- Conference: Pacific Coast Conference
- Record: 1–7 (1–5 PCC)
- Head coach: James A. Brown (1st season);
- Offensive scheme: Single-wing
- Home stadium: Neale Stadium

= 1945 Idaho Vandals football team =

American college football season

The 1945 Idaho Vandals football team represented the University of Idaho in the 1945 college football season. The Vandals were led by first-year head coach James A. Brown and were members of the Pacific Coast Conference. Home games were played on campus at Neale Stadium in Moscow, with none held in Boise this season.

Idaho was 1–7 overall and won one of their six PCC games. The football program returned after missing the previous two seasons, due to World War II manpower shortages. Composed mostly of freshmen, Idaho met two nearby teams twice, Washington State and the Farragut Naval Training Station, their sole non-conference opponent. The Vandals did not venture outside of the Northwest; the longest road trip was to play Oregon in Eugene.

The losing streak in the Battle of the Palouse with neighbor Washington State reached seventeen games, falling 12–43 in the opener at Moscow, and 0–21 in Pullman four weeks later. Idaho tied the Cougars five years later, but the winless streak continued until 1954.

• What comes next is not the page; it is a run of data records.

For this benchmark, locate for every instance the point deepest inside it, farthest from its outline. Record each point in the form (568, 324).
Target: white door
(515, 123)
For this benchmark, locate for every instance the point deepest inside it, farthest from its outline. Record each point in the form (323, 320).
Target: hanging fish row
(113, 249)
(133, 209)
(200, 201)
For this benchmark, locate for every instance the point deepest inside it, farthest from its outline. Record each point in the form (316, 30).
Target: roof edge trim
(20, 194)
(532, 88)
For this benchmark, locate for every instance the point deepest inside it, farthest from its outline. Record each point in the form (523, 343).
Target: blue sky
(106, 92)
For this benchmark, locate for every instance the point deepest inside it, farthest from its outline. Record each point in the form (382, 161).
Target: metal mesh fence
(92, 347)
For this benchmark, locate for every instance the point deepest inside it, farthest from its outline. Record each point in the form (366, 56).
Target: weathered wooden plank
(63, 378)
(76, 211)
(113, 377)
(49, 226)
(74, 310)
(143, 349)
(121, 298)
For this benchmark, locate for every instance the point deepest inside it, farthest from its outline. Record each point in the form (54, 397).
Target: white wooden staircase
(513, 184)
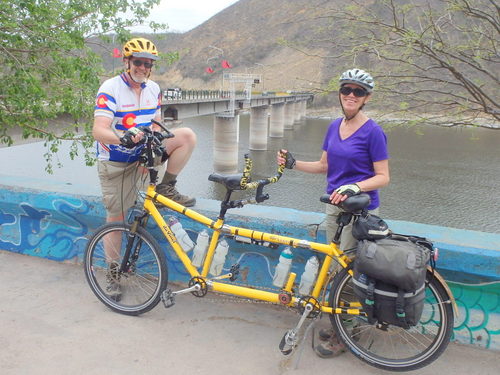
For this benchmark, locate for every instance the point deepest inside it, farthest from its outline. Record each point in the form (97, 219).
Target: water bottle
(283, 268)
(200, 249)
(219, 258)
(309, 276)
(182, 237)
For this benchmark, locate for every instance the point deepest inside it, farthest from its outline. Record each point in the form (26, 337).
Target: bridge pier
(303, 108)
(277, 120)
(226, 139)
(258, 128)
(289, 115)
(297, 112)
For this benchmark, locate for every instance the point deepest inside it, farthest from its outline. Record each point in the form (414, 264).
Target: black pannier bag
(389, 278)
(385, 303)
(395, 260)
(370, 227)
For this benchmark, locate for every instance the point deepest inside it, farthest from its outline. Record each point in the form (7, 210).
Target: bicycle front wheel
(394, 348)
(138, 288)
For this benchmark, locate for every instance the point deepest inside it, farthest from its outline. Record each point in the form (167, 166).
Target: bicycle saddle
(352, 204)
(230, 181)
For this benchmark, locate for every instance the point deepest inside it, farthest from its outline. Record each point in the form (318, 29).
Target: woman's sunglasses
(346, 90)
(140, 63)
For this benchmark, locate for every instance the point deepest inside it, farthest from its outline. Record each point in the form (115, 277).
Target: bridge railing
(200, 95)
(178, 94)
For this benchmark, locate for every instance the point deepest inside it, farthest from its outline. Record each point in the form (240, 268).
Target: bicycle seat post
(343, 219)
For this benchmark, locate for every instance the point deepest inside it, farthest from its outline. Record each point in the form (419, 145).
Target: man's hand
(349, 190)
(131, 138)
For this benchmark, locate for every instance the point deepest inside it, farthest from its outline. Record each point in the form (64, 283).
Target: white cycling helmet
(358, 77)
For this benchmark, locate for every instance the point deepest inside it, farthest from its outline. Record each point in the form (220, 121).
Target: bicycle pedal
(168, 298)
(234, 271)
(288, 342)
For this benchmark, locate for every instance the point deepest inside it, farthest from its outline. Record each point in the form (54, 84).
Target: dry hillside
(247, 35)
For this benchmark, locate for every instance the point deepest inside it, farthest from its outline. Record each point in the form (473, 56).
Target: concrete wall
(54, 221)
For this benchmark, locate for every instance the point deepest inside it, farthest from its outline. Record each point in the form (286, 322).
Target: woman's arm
(320, 166)
(380, 179)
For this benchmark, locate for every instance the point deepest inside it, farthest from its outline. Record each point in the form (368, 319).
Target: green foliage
(50, 72)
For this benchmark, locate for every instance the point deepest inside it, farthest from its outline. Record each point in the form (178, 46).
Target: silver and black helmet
(358, 77)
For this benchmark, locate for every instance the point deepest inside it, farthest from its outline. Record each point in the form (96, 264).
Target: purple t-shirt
(351, 160)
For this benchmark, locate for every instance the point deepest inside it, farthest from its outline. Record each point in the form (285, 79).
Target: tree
(434, 60)
(50, 72)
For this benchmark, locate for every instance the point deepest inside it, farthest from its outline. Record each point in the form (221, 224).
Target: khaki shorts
(347, 241)
(119, 185)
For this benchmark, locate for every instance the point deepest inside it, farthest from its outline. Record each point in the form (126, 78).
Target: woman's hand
(343, 192)
(286, 158)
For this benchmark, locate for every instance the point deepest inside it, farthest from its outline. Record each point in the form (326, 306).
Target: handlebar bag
(400, 262)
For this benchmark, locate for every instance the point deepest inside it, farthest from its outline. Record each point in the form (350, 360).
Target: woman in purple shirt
(355, 159)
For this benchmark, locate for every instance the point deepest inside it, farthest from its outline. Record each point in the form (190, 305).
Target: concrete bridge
(270, 115)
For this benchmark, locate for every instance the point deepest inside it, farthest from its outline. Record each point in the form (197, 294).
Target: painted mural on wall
(57, 228)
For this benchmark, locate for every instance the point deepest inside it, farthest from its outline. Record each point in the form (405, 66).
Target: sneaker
(169, 191)
(113, 288)
(331, 348)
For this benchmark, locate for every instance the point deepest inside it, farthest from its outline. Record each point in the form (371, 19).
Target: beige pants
(119, 185)
(347, 241)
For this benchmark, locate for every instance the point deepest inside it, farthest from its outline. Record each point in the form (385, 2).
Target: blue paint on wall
(54, 221)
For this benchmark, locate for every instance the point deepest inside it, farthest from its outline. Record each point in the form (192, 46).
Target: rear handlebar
(259, 185)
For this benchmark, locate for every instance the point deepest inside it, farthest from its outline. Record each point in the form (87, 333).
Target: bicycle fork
(291, 338)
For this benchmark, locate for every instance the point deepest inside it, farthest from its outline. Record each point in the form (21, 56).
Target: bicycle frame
(219, 227)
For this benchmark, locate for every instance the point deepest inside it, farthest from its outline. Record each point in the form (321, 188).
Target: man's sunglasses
(141, 63)
(346, 90)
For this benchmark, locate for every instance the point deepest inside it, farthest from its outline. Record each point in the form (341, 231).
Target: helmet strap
(130, 75)
(347, 118)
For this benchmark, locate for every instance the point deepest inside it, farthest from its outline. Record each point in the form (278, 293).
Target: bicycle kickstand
(291, 337)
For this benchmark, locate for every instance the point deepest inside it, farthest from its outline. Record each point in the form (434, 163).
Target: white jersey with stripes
(117, 100)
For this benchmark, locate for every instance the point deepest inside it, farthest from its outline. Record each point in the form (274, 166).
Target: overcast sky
(183, 15)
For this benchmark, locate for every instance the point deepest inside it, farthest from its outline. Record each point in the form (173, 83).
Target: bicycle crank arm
(290, 339)
(194, 288)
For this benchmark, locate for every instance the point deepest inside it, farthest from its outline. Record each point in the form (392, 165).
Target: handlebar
(151, 139)
(245, 183)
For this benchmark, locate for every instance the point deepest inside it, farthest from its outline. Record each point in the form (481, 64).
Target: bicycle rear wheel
(394, 349)
(136, 290)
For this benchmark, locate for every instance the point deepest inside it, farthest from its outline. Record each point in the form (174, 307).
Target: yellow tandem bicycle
(143, 274)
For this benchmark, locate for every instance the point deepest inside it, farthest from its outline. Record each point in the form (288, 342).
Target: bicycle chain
(225, 298)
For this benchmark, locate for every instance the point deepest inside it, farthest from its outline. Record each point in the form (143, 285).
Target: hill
(249, 35)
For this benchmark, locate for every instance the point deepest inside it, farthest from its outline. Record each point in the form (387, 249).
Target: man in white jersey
(123, 102)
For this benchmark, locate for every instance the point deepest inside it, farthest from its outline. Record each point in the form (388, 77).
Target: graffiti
(39, 232)
(478, 321)
(59, 232)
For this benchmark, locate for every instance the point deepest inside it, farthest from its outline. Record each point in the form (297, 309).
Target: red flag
(225, 64)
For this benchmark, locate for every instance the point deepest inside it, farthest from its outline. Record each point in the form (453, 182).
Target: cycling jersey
(118, 101)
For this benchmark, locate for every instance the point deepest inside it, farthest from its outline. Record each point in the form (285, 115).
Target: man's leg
(179, 150)
(118, 185)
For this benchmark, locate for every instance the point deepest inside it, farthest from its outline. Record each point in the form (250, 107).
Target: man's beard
(138, 79)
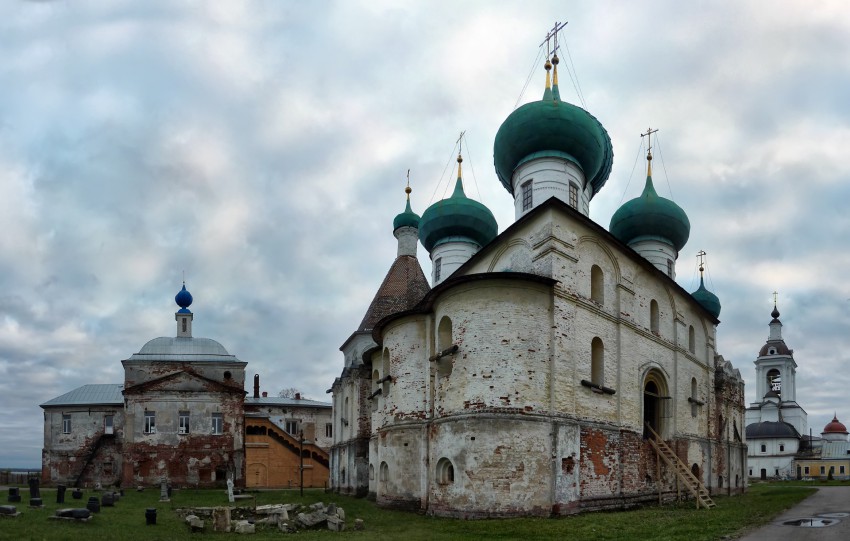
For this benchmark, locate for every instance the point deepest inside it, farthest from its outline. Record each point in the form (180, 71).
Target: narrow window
(444, 341)
(694, 397)
(526, 195)
(597, 361)
(597, 285)
(150, 422)
(692, 340)
(445, 471)
(653, 316)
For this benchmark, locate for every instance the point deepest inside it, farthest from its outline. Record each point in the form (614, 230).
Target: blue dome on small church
(183, 300)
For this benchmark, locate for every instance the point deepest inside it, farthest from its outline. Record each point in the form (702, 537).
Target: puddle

In the rivalry game with Montana, Idaho won 46–0 in Moscow to retain the Little Brown Stein; it was the third of six straight shutouts in the series, with each side winning three.

At Farragut on November 10, 8 in of snow was removed from the field just prior to the game by German prisoners of war.

Alumnus Brown ran the downsized UI athletic department during the war and coached the basketball team for four seasons (1942–46). Due to the death of Francis Schmidt in September 1944, Brown was the interim football coach in 1945; he was named head coach in March 1946, but resigned eight months later.

==Schedule==

| Date | Time | Opponent | Site | Result | Attendance | Source |
| September 29 | 2:00 pm | Washington State | Neale Stadium; Moscow, ID (Battle of the Palouse); | L 12–43 | 9,500 |  |
| October 6 | 2:00 pm | at Oregon | Hayward Field; Eugene, OR; | L 7–33 | 6,000 |  |
| October 13 |  | Farragut NTS* | Neale Stadium; Moscow, ID; | L 7–18 | 3,500 |  |
| October 20 |  | Montana | Neale Stadium; Moscow, ID (Little Brown Stein); | W 46–0 |  |  |
| October 27 | 2:00 pm | at Washington State | Rogers Field; Pullman, WA; | L 0–21 | 5,000 |  |
| November 3 | 2:00 pm | at Oregon State | Bell Field; Corvallis, OR; | L 0–34 | 5,000 |  |
| November 10 |  | at Farragut NTS* | Farragut, ID | L 6–14 |  |  |
| November 17 |  | at Washington | Husky Stadium; Seattle, WA; | L 0–12 | 6,000 |  |
*Non-conference game; Homecoming; All times are in Pacific time;

==Coaching staff==
- Ben Dobbs, assistant

==All-conference==
No Vandals were named to the All-Coast team; halfback Jim Hatch was honorable mention.